第1話 終了のお知らせ
「……はい?」
電話から聞こえてきたのは、俺が入学する前から、八意魔術高等学校の校長を務めている――春日井誠司先生の、懐かしい声だった。
小、中学時代にいじめを受けていたことを伝えたとき、すぐに対応してくれた優しい人だ。
高校生活が嫌な思い出にならなかったのは、春日井先生がなんとかしてくれたおかげと言える。
「先生、どうしてそうなったんですか……?」
心臓が早鐘を打つ。わずかに震える指先で受話器を握りしめ、落ち着こうと息を吸った。
俺は今、非常に動揺している。真面目で熱心で、尊敬している先生から、とんでもないことを告げられたから。

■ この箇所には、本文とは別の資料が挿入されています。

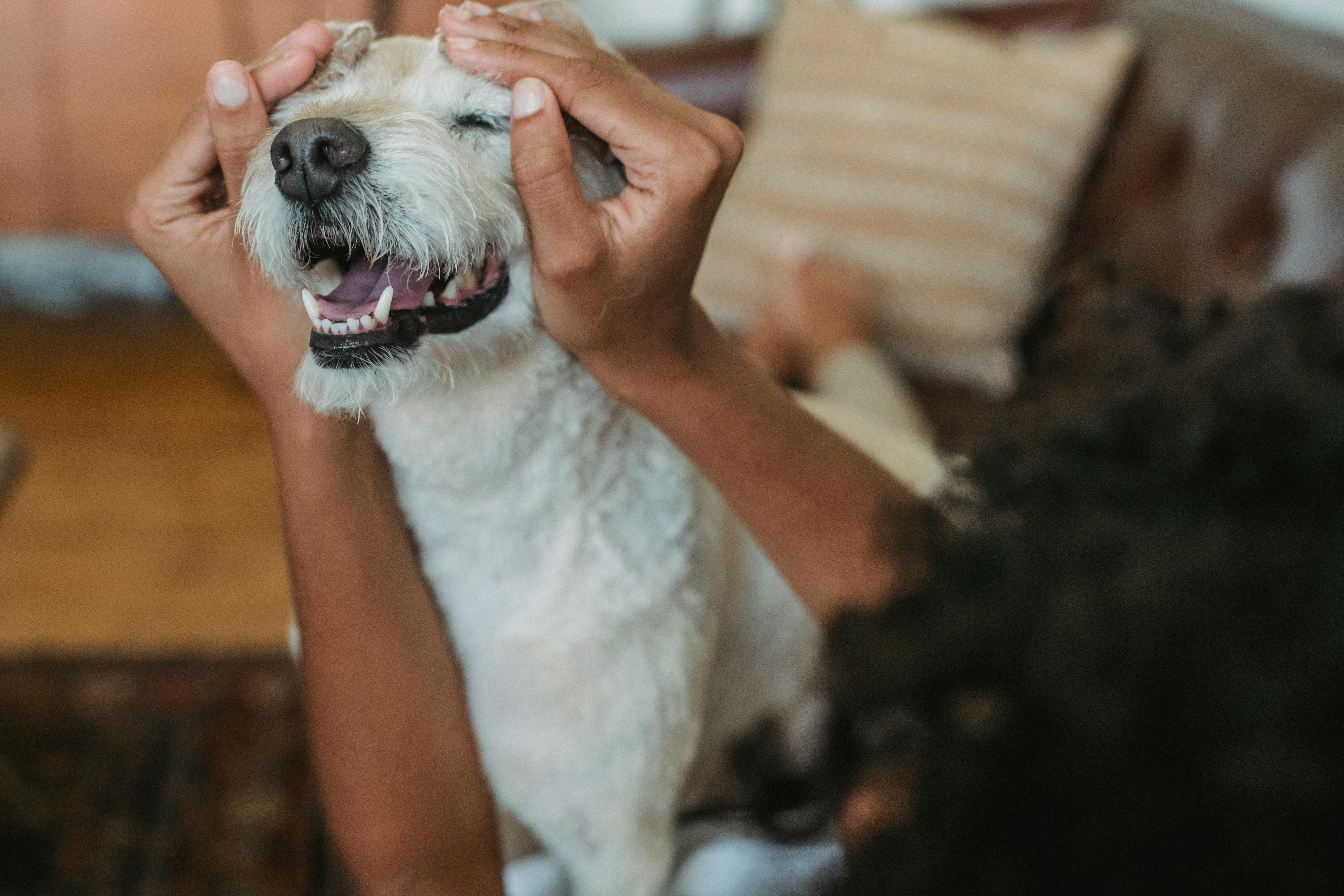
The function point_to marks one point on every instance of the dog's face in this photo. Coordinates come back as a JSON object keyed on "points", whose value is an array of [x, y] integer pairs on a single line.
{"points": [[384, 199]]}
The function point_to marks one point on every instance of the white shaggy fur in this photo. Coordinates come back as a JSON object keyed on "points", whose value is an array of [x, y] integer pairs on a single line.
{"points": [[616, 625]]}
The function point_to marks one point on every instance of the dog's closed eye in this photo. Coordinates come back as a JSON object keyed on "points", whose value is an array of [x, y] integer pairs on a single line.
{"points": [[476, 121]]}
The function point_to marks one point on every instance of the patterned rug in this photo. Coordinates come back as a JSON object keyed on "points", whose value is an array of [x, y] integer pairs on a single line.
{"points": [[154, 780]]}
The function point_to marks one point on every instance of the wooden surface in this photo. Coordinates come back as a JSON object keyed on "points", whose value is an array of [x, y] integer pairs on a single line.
{"points": [[146, 522], [95, 88]]}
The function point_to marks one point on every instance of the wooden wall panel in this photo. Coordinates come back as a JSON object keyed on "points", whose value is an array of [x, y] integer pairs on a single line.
{"points": [[22, 111], [95, 88], [128, 73]]}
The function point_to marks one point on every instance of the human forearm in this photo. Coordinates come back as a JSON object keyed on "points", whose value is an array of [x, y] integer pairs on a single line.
{"points": [[392, 741], [839, 527]]}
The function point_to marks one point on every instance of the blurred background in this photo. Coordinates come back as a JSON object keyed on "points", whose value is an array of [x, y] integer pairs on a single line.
{"points": [[150, 729]]}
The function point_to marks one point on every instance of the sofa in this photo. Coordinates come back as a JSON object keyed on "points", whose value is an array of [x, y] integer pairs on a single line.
{"points": [[1221, 175]]}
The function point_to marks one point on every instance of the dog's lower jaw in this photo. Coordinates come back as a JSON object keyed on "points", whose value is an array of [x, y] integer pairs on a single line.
{"points": [[432, 363], [600, 597]]}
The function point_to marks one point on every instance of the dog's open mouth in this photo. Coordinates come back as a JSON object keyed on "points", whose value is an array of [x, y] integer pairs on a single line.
{"points": [[372, 311]]}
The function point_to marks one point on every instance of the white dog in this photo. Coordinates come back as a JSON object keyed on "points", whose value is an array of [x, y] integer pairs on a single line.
{"points": [[618, 627]]}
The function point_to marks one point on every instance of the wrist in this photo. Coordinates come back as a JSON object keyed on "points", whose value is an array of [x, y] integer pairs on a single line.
{"points": [[298, 431], [646, 379]]}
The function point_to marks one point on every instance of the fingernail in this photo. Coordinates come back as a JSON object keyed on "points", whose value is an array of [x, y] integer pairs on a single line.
{"points": [[529, 97], [230, 92]]}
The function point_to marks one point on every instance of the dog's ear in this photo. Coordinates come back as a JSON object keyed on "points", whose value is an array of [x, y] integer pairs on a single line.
{"points": [[353, 41]]}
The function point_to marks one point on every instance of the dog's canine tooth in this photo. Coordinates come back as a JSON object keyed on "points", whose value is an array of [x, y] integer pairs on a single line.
{"points": [[385, 308], [311, 307]]}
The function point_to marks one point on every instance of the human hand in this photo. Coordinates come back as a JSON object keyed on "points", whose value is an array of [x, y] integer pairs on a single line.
{"points": [[612, 281], [182, 217]]}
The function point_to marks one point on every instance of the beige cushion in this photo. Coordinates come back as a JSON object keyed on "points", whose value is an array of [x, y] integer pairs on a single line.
{"points": [[939, 156]]}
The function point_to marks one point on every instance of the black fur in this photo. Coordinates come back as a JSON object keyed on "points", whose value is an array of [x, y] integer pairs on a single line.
{"points": [[1155, 610]]}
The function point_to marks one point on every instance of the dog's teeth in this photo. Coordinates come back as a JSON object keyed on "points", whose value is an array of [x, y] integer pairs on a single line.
{"points": [[329, 276], [311, 307], [385, 308]]}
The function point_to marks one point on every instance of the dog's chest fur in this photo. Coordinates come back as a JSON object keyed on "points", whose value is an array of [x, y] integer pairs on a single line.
{"points": [[584, 565]]}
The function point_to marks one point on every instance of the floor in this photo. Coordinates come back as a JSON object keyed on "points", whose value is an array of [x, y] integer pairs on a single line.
{"points": [[146, 523]]}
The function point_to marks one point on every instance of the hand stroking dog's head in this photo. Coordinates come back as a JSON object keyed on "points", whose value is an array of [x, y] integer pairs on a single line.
{"points": [[384, 199]]}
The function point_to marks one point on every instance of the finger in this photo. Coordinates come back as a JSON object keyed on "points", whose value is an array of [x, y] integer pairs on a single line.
{"points": [[536, 34], [544, 170], [237, 120], [639, 120], [292, 61]]}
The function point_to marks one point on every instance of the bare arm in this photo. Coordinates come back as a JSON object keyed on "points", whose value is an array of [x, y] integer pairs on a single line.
{"points": [[388, 718], [838, 526], [614, 285], [390, 735]]}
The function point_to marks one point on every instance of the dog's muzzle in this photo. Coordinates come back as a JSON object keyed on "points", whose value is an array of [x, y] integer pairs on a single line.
{"points": [[396, 338]]}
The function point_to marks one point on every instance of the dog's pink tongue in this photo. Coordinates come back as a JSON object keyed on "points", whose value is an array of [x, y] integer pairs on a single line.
{"points": [[361, 289]]}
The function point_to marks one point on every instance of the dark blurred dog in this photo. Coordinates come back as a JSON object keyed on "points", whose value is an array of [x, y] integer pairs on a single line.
{"points": [[1131, 680]]}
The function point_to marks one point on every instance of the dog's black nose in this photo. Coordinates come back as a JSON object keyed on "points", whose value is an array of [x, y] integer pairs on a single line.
{"points": [[314, 156]]}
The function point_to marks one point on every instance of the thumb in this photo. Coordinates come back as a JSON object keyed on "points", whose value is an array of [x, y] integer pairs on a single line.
{"points": [[237, 120], [544, 170]]}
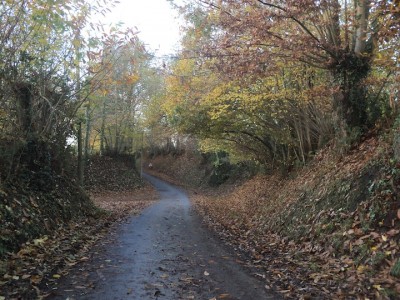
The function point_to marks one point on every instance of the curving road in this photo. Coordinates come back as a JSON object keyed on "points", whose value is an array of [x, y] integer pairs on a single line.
{"points": [[164, 253]]}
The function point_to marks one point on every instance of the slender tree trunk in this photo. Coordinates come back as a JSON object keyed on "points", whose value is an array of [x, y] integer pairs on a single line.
{"points": [[87, 135], [102, 128], [80, 160]]}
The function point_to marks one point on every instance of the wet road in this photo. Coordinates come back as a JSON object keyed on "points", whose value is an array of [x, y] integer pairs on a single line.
{"points": [[164, 253]]}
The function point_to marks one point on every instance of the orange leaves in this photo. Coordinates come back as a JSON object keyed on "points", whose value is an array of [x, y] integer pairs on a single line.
{"points": [[312, 244]]}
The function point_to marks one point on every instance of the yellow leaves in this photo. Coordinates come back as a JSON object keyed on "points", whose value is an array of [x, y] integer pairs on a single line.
{"points": [[41, 241]]}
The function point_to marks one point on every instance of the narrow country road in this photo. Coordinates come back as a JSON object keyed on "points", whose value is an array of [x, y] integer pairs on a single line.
{"points": [[164, 253]]}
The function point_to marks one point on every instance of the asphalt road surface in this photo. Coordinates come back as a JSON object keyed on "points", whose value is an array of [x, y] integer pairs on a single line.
{"points": [[164, 253]]}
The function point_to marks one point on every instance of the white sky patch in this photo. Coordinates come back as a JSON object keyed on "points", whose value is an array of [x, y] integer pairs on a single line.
{"points": [[156, 21]]}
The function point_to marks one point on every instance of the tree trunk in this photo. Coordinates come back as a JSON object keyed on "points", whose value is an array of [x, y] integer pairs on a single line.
{"points": [[87, 135], [80, 160]]}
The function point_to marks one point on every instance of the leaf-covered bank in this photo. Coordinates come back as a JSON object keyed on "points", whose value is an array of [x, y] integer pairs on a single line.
{"points": [[332, 230], [329, 230], [47, 230]]}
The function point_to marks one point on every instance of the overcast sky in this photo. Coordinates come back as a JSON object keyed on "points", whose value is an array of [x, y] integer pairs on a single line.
{"points": [[155, 19]]}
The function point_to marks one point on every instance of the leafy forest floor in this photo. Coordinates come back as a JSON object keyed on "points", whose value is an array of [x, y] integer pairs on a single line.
{"points": [[329, 230], [117, 192]]}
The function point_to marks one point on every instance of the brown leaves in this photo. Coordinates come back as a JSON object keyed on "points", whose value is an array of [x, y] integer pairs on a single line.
{"points": [[312, 247]]}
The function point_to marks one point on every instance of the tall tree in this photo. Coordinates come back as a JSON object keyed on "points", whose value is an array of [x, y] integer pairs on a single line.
{"points": [[254, 37]]}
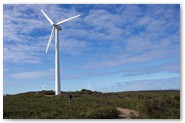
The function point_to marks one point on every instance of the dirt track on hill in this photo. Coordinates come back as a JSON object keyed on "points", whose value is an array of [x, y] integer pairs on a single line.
{"points": [[125, 113]]}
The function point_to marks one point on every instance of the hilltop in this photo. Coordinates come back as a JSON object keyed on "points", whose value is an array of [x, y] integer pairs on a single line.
{"points": [[87, 104]]}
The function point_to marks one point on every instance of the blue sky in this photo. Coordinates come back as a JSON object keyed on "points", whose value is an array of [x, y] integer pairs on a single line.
{"points": [[113, 47]]}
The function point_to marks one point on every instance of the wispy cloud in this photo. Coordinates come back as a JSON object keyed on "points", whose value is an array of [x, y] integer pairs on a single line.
{"points": [[33, 74]]}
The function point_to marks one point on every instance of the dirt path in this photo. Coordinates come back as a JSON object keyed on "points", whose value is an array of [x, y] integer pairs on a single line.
{"points": [[125, 113]]}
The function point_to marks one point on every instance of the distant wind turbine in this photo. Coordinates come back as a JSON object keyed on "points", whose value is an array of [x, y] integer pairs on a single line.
{"points": [[56, 28], [44, 87], [89, 85], [115, 87]]}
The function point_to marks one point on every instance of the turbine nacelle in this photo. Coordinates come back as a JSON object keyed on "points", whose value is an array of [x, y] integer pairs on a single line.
{"points": [[57, 27]]}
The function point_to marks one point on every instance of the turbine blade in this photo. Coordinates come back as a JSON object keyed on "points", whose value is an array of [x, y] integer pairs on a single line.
{"points": [[50, 39], [67, 20], [51, 22]]}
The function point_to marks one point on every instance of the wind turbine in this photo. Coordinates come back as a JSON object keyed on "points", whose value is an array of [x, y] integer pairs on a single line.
{"points": [[89, 85], [44, 87], [56, 28]]}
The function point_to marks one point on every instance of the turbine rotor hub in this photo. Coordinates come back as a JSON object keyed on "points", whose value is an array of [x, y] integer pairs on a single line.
{"points": [[57, 27]]}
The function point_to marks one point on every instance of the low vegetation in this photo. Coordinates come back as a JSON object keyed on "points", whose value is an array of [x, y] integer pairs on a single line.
{"points": [[86, 104]]}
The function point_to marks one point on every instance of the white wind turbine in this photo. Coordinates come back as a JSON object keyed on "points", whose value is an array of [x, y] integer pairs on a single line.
{"points": [[56, 28]]}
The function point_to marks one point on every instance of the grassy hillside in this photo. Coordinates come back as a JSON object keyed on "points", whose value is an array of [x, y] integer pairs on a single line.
{"points": [[91, 105]]}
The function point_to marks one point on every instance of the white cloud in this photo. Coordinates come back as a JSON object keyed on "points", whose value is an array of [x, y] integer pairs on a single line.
{"points": [[33, 74]]}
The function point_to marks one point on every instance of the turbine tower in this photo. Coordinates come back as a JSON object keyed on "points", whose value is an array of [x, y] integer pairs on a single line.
{"points": [[56, 28]]}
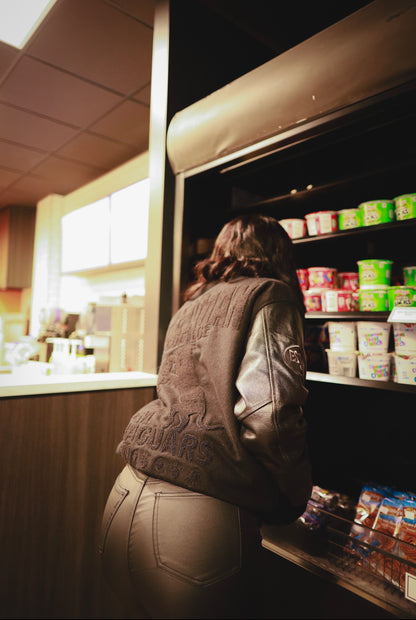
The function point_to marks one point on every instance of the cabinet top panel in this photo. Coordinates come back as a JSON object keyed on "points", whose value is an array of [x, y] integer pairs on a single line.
{"points": [[370, 52]]}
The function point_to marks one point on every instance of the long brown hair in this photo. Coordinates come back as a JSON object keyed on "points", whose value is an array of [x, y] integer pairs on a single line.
{"points": [[250, 245]]}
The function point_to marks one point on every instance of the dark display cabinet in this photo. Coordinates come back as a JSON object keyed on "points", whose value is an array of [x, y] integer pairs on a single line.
{"points": [[360, 431]]}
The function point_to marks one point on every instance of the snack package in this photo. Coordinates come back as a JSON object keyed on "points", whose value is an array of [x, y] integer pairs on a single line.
{"points": [[368, 504], [406, 547], [365, 515], [384, 537]]}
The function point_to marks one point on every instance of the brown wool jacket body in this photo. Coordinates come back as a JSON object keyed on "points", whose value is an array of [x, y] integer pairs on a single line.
{"points": [[228, 421]]}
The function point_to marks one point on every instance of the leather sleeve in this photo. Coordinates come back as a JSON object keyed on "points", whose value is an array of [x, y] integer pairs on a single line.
{"points": [[271, 393]]}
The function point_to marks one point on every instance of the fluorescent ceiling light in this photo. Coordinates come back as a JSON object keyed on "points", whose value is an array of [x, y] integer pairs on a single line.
{"points": [[20, 18]]}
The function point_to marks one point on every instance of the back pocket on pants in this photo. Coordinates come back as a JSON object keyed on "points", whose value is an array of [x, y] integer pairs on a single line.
{"points": [[196, 538]]}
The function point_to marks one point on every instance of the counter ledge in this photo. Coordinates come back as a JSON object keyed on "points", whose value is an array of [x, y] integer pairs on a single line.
{"points": [[15, 386]]}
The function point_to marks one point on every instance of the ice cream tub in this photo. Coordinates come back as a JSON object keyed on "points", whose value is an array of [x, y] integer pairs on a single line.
{"points": [[336, 300], [377, 212], [374, 271], [349, 218], [303, 278], [405, 206], [322, 277], [403, 296], [342, 363], [313, 300], [373, 336], [326, 222], [355, 301], [294, 227], [404, 338], [311, 224], [348, 280], [405, 368], [374, 366], [373, 300], [342, 335], [409, 275]]}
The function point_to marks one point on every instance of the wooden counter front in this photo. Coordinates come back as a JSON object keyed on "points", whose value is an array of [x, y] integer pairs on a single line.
{"points": [[57, 466]]}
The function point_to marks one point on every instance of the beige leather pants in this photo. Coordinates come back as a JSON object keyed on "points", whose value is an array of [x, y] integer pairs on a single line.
{"points": [[174, 553]]}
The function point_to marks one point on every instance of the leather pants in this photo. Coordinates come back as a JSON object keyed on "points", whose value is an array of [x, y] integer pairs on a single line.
{"points": [[174, 553]]}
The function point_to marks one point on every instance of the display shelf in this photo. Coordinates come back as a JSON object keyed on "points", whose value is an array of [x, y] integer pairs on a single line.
{"points": [[391, 386], [395, 226], [353, 316], [362, 565]]}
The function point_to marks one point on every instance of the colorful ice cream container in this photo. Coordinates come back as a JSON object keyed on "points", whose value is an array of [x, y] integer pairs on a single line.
{"points": [[342, 363], [349, 280], [342, 335], [336, 300], [349, 218], [374, 366], [409, 275], [405, 206], [373, 300], [322, 277], [355, 303], [377, 212], [321, 222], [294, 227], [403, 296], [374, 271], [311, 224], [404, 338], [373, 336], [313, 300], [405, 368], [303, 278]]}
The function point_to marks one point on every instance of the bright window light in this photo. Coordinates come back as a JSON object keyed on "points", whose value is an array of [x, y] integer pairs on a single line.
{"points": [[20, 18]]}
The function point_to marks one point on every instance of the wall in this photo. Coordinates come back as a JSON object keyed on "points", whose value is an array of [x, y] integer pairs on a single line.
{"points": [[51, 290], [57, 466]]}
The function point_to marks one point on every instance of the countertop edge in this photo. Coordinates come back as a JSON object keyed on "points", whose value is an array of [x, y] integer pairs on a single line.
{"points": [[76, 383]]}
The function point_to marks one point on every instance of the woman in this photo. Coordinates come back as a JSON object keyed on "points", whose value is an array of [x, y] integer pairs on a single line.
{"points": [[223, 447]]}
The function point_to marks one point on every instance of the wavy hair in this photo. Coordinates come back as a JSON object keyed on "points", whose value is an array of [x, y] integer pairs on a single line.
{"points": [[251, 245]]}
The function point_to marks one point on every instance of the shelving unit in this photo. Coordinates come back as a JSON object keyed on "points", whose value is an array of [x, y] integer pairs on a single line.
{"points": [[360, 430]]}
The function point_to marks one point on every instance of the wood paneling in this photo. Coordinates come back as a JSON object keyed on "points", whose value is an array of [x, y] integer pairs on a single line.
{"points": [[57, 466]]}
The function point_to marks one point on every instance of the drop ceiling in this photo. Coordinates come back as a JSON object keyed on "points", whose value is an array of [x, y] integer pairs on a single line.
{"points": [[75, 101]]}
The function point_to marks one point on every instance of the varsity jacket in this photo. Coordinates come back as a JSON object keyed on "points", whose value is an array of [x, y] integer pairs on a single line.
{"points": [[228, 418]]}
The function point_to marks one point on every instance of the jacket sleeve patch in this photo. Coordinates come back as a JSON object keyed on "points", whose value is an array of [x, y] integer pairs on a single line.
{"points": [[293, 358]]}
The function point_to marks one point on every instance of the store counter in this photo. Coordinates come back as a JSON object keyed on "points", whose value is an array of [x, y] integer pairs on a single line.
{"points": [[17, 384]]}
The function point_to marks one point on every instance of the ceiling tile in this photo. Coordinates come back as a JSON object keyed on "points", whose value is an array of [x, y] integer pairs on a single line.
{"points": [[19, 158], [143, 95], [128, 122], [65, 175], [45, 90], [7, 177], [144, 10], [32, 130], [8, 55], [97, 151], [28, 191], [97, 42]]}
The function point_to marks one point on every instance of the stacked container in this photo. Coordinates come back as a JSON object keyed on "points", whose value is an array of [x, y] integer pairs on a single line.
{"points": [[342, 359], [374, 359], [374, 281], [320, 279], [405, 352]]}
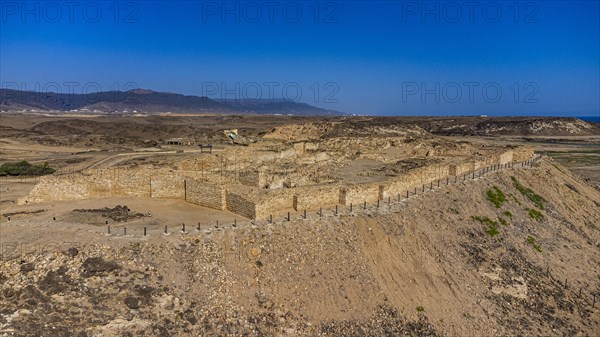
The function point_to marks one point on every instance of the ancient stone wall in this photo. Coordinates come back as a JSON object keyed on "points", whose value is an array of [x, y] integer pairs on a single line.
{"points": [[274, 202], [241, 205], [203, 194], [358, 194], [248, 198], [315, 197]]}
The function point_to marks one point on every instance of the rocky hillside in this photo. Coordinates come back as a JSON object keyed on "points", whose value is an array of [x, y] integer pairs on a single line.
{"points": [[521, 126], [147, 101], [513, 253]]}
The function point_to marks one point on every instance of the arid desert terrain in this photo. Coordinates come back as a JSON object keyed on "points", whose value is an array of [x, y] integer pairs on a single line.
{"points": [[261, 225]]}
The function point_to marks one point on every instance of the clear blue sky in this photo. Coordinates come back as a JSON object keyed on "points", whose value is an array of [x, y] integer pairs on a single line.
{"points": [[375, 57]]}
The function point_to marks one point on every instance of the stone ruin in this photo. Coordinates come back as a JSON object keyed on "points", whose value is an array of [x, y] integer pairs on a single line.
{"points": [[275, 176]]}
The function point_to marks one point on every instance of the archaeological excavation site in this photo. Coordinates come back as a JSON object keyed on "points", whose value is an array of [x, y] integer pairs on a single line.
{"points": [[292, 169], [297, 226]]}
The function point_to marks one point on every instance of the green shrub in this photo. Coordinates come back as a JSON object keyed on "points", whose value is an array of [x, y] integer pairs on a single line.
{"points": [[503, 221], [496, 197], [532, 241], [24, 168], [526, 191], [535, 214], [492, 229]]}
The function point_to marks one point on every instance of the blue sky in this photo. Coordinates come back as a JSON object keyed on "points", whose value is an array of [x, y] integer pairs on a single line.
{"points": [[375, 57]]}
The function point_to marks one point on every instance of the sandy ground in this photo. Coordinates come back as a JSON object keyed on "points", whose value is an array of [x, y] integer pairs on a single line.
{"points": [[334, 273]]}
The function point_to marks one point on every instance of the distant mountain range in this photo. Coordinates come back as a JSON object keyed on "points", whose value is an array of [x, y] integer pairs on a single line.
{"points": [[148, 102]]}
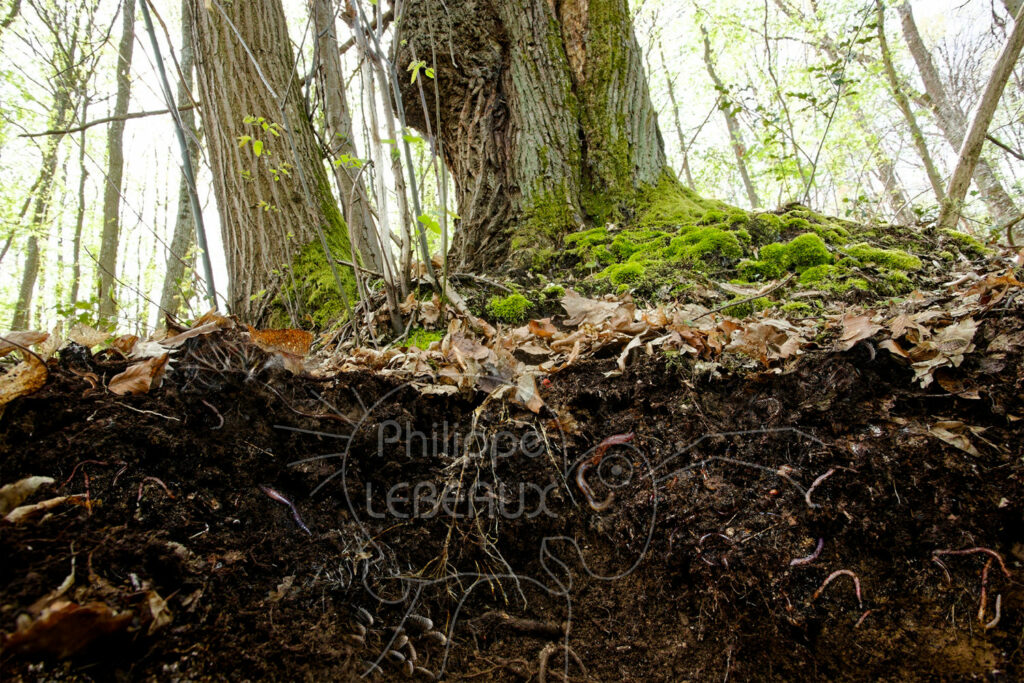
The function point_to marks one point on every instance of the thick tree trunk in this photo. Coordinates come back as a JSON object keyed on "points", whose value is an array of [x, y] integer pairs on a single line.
{"points": [[951, 120], [735, 134], [180, 255], [272, 190], [110, 241], [546, 117], [341, 140], [975, 138]]}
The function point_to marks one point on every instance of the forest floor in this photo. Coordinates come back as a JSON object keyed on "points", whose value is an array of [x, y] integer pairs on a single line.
{"points": [[610, 495]]}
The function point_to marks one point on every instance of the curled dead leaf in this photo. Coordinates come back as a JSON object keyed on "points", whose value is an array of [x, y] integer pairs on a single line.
{"points": [[139, 378], [16, 340], [66, 628], [26, 378], [13, 495]]}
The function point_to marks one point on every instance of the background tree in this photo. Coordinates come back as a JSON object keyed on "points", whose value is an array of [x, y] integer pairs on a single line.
{"points": [[278, 214], [546, 117], [110, 241]]}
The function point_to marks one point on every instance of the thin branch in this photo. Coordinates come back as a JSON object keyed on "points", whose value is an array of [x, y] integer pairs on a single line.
{"points": [[110, 119]]}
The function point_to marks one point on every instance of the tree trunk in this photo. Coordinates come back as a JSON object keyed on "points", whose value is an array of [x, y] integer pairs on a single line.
{"points": [[110, 241], [181, 256], [975, 138], [76, 267], [546, 117], [952, 121], [904, 105], [40, 203], [341, 140], [274, 201], [735, 135]]}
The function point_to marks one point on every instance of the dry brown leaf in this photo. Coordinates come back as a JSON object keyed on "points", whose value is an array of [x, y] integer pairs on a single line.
{"points": [[125, 343], [527, 394], [13, 495], [22, 514], [15, 340], [87, 336], [953, 432], [66, 628], [139, 378], [582, 309], [27, 377], [543, 328], [159, 610], [292, 341], [216, 318], [855, 330]]}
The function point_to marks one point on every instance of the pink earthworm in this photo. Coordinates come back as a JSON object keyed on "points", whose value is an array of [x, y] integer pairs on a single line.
{"points": [[593, 462], [836, 574], [810, 558], [281, 499]]}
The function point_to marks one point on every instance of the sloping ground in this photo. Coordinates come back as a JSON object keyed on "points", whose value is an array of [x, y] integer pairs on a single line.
{"points": [[536, 503]]}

『鳳さんと井波さんと話し合ったよ、ちゃんとね。優香さんのことを考えると、これが一番いいだろうって』
高校の理事長である鳳さんとは関わったことはない。
なので……この件について、なぜ鳳さんが納得したのかまったくわからない。
「だからと言って、なんで霜月優香さんが俺と同居することになるんですか……」
畠山家であの子がされてきた出来事が脳裏にちらつく。
食事は抜かれ、私物は捨てられ……何度か風呂に乱入されたって言っていたから余計に。
彼女と親しい関係ならまだしも、数時間ともに過ごしただけの、俺の家になんて。
いやもう……かわいそうとかそういう話じゃないだろう。
心を落ち着かせようと、掃き出し窓に目をやり、庭に生えている桜の木の蕾を見てみたが、あまり効果はなかった。
『もちろん、ユウナくんが断るなら別の案を考えるよ』
――頭の中で経緯を組み合わせるように、記憶を辿りながら話の筋を整理する。
ワタツミ街の井波市長は、うなぎ事件のその日の内に、理事長の鳳さんに連絡をしてくれた。
霜月優香の父親は学者であり、母親は魔導士ということで、将来有望な彼女を軽んじることはできない。
そのため、彼女を大切に扱うために、すぐに関係者を集めて話し合いを行ったそうだ。
高校が管理している寮は現在満室であり、入居できるのは翌年になるということで、一年間お嬢ちゃんの生活拠点が必要になった。
その候補先が、なんと俺の家。
「……はぁ、なんでうちなんだよ」
小さく呻き声を漏らし、頭を抱える。
『今度会ったらお茶しましょうね』どころか、『今度から一緒に住みましょう』って。
彼女からしたら難易度上がりすぎだろう。
あんなに怯えた顔をしていたのに、次は赤の他人の家で暮らすなんて、どんな気持ちになるんだろう。
それもあるが……俺の平穏な生活は、どうやらもう終わったらしい。